Analytics startup DataHero, which launched in 2012 with the promise of letting everyday business users visualize their important data, is moving to an entirely freemium model. The new pricing strategy kicks in as the company is experiencing high growth in its number of paying customers and adding integrations with a lot more services.

Co-founder and CEO Chris Neumann (pictured above) said the new pricing is in response to "ridiculous" interest in its combined datasets feature, which was rolled out about six weeks ago. Since its launch, DataHero has supported popular data sources such as Stripe, Google Drive, MailChimp and Salesforce.com, and on Tuesday added support for several new sources, including Keen IO, Zuora, Pardot and Zendesk.
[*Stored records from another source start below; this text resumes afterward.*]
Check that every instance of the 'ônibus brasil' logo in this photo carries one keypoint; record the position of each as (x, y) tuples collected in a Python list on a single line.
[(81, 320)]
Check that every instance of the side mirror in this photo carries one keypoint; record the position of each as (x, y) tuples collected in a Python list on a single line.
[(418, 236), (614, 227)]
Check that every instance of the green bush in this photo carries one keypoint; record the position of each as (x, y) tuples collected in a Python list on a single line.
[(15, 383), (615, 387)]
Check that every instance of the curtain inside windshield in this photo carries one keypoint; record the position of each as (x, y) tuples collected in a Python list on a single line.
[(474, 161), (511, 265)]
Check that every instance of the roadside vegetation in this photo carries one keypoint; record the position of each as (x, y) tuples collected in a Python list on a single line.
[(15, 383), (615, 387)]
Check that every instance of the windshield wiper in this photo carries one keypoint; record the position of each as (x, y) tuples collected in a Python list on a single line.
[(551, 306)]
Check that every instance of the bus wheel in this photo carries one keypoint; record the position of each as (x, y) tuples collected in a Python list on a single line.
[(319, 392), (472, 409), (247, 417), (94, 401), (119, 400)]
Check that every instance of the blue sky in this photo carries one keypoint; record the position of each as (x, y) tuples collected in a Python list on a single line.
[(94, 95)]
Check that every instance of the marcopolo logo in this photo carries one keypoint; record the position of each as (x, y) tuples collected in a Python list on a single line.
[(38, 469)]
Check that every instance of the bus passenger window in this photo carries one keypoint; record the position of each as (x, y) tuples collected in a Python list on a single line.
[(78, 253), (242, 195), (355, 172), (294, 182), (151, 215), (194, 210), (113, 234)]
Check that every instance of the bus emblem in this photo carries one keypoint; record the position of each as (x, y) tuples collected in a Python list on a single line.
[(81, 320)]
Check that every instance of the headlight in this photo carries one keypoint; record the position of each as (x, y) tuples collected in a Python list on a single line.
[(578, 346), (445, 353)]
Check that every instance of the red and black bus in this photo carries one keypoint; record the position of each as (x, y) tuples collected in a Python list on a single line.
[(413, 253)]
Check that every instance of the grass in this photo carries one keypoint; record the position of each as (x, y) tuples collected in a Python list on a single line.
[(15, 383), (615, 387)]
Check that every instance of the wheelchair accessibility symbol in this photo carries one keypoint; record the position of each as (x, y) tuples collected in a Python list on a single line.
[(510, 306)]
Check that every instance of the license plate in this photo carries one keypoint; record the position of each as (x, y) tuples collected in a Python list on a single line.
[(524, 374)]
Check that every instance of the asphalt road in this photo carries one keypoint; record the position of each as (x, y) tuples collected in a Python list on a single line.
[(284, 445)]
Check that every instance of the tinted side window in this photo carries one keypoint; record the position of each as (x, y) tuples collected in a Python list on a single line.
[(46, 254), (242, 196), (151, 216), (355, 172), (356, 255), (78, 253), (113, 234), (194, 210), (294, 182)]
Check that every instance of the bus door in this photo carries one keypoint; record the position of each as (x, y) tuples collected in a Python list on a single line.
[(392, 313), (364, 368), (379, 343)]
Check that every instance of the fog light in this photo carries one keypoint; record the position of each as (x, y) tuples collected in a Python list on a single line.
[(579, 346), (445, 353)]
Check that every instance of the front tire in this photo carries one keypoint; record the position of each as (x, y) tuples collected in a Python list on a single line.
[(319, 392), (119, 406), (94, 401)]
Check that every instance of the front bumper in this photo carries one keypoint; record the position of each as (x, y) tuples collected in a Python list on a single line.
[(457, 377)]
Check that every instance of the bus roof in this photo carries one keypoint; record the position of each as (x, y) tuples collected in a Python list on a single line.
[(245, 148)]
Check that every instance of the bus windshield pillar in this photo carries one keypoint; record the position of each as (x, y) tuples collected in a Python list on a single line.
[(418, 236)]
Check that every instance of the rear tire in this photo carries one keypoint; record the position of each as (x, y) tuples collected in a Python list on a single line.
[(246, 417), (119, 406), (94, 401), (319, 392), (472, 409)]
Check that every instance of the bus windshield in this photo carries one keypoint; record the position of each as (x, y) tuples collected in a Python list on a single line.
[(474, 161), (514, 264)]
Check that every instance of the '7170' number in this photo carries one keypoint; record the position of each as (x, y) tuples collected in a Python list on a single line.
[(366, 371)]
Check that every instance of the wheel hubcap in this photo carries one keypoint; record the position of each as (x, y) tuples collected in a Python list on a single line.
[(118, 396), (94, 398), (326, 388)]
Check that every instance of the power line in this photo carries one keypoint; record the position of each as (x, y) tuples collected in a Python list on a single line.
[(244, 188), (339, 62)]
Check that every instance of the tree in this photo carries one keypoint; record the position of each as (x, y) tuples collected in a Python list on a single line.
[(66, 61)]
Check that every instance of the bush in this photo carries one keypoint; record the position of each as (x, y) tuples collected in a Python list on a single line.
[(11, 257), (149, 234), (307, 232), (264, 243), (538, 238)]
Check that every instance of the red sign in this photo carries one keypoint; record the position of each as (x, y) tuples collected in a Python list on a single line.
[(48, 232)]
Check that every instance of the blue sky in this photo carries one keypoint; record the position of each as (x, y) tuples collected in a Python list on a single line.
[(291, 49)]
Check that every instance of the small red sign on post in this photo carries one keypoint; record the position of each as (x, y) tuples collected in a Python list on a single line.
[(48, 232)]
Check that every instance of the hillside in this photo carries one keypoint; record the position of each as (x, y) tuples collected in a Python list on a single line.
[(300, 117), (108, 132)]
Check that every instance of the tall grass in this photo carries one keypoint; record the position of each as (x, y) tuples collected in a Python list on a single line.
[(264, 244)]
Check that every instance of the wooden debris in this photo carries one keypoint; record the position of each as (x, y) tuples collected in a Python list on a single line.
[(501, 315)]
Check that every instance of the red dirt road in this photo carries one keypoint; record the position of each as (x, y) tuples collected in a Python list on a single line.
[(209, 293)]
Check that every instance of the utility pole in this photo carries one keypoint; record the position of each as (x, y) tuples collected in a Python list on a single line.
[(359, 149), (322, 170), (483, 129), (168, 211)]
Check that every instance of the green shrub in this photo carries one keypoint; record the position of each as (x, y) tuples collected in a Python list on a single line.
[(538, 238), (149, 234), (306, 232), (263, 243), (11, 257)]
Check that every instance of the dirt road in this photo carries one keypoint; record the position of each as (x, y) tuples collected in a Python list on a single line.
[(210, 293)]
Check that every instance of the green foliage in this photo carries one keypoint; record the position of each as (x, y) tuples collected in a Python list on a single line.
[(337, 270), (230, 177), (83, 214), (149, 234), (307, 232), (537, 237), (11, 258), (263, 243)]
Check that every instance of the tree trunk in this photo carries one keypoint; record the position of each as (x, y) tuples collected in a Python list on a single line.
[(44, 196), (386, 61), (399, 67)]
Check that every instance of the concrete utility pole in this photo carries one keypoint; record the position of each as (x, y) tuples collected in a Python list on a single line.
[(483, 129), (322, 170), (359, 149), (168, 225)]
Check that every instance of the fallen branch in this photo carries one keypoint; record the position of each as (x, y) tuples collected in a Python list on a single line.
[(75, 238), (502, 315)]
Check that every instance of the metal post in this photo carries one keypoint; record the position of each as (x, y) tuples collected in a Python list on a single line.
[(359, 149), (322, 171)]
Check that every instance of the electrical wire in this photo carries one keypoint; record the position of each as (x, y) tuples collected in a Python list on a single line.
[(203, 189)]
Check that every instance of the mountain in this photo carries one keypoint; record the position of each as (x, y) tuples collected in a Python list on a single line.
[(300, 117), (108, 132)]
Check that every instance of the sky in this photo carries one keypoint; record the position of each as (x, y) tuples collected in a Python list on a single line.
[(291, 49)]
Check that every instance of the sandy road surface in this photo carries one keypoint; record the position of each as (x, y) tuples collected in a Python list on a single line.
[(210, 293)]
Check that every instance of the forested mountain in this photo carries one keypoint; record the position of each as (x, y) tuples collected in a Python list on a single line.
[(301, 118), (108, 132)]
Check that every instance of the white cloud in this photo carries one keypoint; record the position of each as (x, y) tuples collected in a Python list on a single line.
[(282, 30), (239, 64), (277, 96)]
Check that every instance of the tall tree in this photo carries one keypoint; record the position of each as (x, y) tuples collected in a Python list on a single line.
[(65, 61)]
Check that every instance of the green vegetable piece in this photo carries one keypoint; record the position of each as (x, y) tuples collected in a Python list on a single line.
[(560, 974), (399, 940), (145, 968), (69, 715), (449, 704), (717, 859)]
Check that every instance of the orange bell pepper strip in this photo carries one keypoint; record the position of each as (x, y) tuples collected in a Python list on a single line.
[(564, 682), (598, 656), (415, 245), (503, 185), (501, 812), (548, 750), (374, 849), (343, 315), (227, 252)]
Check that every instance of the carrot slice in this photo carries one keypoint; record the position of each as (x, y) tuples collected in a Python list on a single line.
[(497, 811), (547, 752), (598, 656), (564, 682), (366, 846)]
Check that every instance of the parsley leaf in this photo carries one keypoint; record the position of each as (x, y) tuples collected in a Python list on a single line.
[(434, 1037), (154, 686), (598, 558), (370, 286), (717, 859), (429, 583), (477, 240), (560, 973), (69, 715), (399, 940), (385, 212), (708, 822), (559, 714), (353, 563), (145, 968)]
Users of the free version can now combine data from two sources into a single view and analyze files up to 2MB in size, while users paying $49 a month can combine an unlimited number of sources and analyze 10MB files, among other premium features.

Connecting MailChimp and Stripe data.

Connecting MailChimp and Stripe data.

As DataHero's business plan begins to crystallize, it's clear the service has a lot more to offer than just being a free, easy way for people to turn their spreadsheets into charts (which is valuable in its own right, if not necessarily financially). While legacy business intelligence vendors -- and even hot, newer companies such as Tableau -- continue to make centralized data warehouses and databases their focal point, DataHero is catering to users for whom SaaS data itself is the stuff that matters most. Users of any combination of services that DataHero supports can analyze data from all of them in the same place, often with more capabilities than their native reporting tools offer.

"It's not that you can't do some of these things in Salesforce, it's that the reporting interface is atrocious," Neumann said as an example. He added, "Longer-term, our goal has always been to build a BI layer over SaaS services."

That goal encompasses a potentially very large use base, but is also fraught with potential challenges. One is the onslaught of simplified, business-user-focused analytics tools that I assume is coming as more companies try to cash in on the SaaS economy and mirror the bottom-up success stories of companies such as New Relic. (One such company, DataPad, recently launched with initial connections for Salesforce, MailChimp and Marketo.) Another big challenge will be keeping a service like DataHero true to its relatively simple self in the face of growing enterprise revenue.

Already, Neumann noted, the company is at an inflection point where individual users trying to buy services cheap enough to not require budgetary approval are starting to give way to larger multi-user license deals. He said the the company is cognizant of not selling the same type of product it set out to displace, and he expects any "enterprise" changes will be less about UX and UI, and more about additional integrations and administrative functions.

"[It's] not, 'Hey, suddenly we're going to make it a really complicated product,'" Neumann said. "At least if we're doing it right."